I was placed with a local charity known for work it does in my locality of Canning Town, Newham. This so-called charity ‘Community Links’ is a sub-contractor for an organisation called CDG which is an abbreviation and acronym for Careers Development Group. They claim to have been working as a charity for 30 years and committed to doing all they can in helping people back into work. In my mind this raises the question what exactly is a charity or passes for one these days, for it seems to be some tax fiddle and contrivance if you ask me! And any concern, charity that engages in this Programme should not be looked upon as being charitable in any real sense and meaning of the word, especially if this is all about strong-arming the unemployed into low paid employment or worst still throwing them off benefits so as to save money for the government’s wars and deficit reduction plans.

So I turned up on Monday morning and to my horror found that I was placed on a week-long intensive training course, granted only for a week from 9.30 till 4.30 with an hour break for lunch, but I found that after the morning session on the first day I could take no more of this nonsense of assessment, information and motivation, and I walked off and have not been back, today I requested a transfer to another programme provider that did not run such a course, they agreed reluctantly after I quoted from the CDG jobseekers welcome pack which states quite clearly the following:

“On the Work Programme, there are no set courses, days or hours in which everyone must attend. What you do is agreed between you and your advisor, and will depend entirely on what will help you find work”.

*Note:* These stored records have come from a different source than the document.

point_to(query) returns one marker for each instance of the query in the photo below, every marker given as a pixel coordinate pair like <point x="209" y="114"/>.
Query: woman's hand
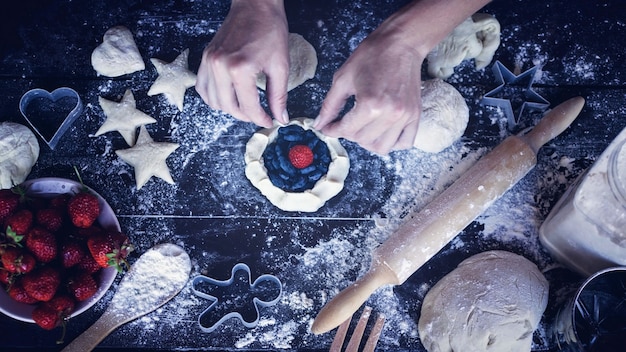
<point x="384" y="77"/>
<point x="252" y="39"/>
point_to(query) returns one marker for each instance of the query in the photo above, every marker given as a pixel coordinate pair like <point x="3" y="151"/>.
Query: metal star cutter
<point x="515" y="94"/>
<point x="237" y="297"/>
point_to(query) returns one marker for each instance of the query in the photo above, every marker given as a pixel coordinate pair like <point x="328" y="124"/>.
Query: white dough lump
<point x="491" y="302"/>
<point x="302" y="63"/>
<point x="118" y="54"/>
<point x="476" y="38"/>
<point x="19" y="151"/>
<point x="444" y="116"/>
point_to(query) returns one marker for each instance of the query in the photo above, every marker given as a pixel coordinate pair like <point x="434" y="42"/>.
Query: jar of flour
<point x="586" y="230"/>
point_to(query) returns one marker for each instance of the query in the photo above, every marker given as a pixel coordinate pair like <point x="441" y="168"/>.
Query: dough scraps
<point x="309" y="200"/>
<point x="302" y="63"/>
<point x="445" y="116"/>
<point x="174" y="79"/>
<point x="118" y="54"/>
<point x="493" y="301"/>
<point x="148" y="158"/>
<point x="123" y="117"/>
<point x="478" y="38"/>
<point x="19" y="151"/>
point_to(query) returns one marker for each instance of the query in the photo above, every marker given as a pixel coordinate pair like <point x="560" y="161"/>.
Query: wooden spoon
<point x="155" y="278"/>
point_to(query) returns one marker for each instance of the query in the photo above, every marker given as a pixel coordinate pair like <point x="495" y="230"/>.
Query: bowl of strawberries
<point x="61" y="247"/>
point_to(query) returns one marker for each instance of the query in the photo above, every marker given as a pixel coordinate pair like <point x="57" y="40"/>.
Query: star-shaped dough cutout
<point x="148" y="158"/>
<point x="174" y="79"/>
<point x="123" y="117"/>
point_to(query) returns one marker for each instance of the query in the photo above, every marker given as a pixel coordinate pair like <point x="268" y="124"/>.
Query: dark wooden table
<point x="220" y="219"/>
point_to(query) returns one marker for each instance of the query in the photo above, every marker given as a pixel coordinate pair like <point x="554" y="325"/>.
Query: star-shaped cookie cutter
<point x="515" y="94"/>
<point x="230" y="300"/>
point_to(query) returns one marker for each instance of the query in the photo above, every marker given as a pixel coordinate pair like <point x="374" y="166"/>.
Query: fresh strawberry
<point x="9" y="200"/>
<point x="83" y="209"/>
<point x="72" y="252"/>
<point x="88" y="232"/>
<point x="60" y="201"/>
<point x="17" y="261"/>
<point x="19" y="294"/>
<point x="46" y="317"/>
<point x="49" y="218"/>
<point x="301" y="156"/>
<point x="20" y="221"/>
<point x="42" y="284"/>
<point x="42" y="244"/>
<point x="62" y="303"/>
<point x="110" y="249"/>
<point x="82" y="286"/>
<point x="6" y="278"/>
<point x="88" y="264"/>
<point x="12" y="239"/>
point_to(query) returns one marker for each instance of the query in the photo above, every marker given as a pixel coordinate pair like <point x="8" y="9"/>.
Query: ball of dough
<point x="302" y="63"/>
<point x="492" y="301"/>
<point x="444" y="116"/>
<point x="478" y="38"/>
<point x="118" y="54"/>
<point x="19" y="151"/>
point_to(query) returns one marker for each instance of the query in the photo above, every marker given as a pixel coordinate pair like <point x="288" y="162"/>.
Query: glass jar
<point x="586" y="230"/>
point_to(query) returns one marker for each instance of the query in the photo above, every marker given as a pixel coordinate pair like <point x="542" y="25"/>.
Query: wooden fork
<point x="357" y="334"/>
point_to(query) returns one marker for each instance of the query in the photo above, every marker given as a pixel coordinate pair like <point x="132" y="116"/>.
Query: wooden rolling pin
<point x="426" y="232"/>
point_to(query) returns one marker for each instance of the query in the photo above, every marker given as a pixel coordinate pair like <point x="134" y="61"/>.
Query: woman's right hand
<point x="252" y="39"/>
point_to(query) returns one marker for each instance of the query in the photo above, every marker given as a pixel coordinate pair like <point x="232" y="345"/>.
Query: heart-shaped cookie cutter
<point x="203" y="286"/>
<point x="37" y="94"/>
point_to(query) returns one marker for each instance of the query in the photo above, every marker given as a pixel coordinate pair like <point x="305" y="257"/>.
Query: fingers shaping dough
<point x="302" y="63"/>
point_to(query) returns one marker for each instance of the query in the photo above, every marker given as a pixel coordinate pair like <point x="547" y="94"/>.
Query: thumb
<point x="333" y="103"/>
<point x="277" y="94"/>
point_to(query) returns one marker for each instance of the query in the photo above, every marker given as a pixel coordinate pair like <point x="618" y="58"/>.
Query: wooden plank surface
<point x="221" y="220"/>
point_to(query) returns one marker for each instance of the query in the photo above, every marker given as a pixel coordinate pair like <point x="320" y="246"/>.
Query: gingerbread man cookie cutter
<point x="238" y="297"/>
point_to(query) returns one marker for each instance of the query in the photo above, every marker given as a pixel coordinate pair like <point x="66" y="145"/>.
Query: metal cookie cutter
<point x="514" y="94"/>
<point x="237" y="297"/>
<point x="51" y="114"/>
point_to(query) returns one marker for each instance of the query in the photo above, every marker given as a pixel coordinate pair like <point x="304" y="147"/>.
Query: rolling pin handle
<point x="348" y="301"/>
<point x="554" y="122"/>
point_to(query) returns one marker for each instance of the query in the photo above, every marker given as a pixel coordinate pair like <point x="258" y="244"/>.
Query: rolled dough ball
<point x="492" y="301"/>
<point x="478" y="38"/>
<point x="19" y="151"/>
<point x="118" y="54"/>
<point x="302" y="63"/>
<point x="444" y="116"/>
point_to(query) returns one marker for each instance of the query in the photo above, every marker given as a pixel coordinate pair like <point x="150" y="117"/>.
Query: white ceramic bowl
<point x="49" y="187"/>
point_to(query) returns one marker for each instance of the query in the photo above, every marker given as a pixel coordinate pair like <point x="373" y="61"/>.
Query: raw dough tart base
<point x="310" y="200"/>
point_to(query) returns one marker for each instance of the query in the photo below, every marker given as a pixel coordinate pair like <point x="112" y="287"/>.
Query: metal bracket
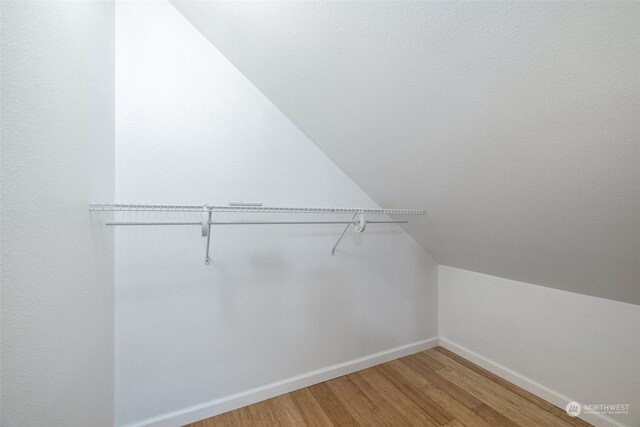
<point x="360" y="225"/>
<point x="206" y="232"/>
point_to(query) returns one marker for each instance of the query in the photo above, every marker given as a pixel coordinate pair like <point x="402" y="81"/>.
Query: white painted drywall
<point x="57" y="262"/>
<point x="515" y="124"/>
<point x="560" y="345"/>
<point x="190" y="128"/>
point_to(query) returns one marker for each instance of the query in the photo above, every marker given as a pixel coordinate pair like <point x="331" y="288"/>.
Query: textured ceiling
<point x="516" y="125"/>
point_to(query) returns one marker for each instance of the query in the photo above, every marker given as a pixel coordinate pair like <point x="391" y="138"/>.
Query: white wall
<point x="274" y="303"/>
<point x="560" y="345"/>
<point x="57" y="264"/>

It was simple and I told them I had not agreed to this course, I was told that I had to go on it by my personal adviser, and simply he was wrong and I was right, and that’s what comes from having gained the experience and benefits of many years membership of the Labour and Trade Union Movement.

I am of course still on the Work Programme and there will be more battles to come but tonight I feel that after a very miserable start to the week it ends with a smile on my face. There will be more from me on the Work Programme as I have laid plans now to try and organise the unemployed in my area with the help of London Coalition Against Poverty who I meet this morning in Hackney.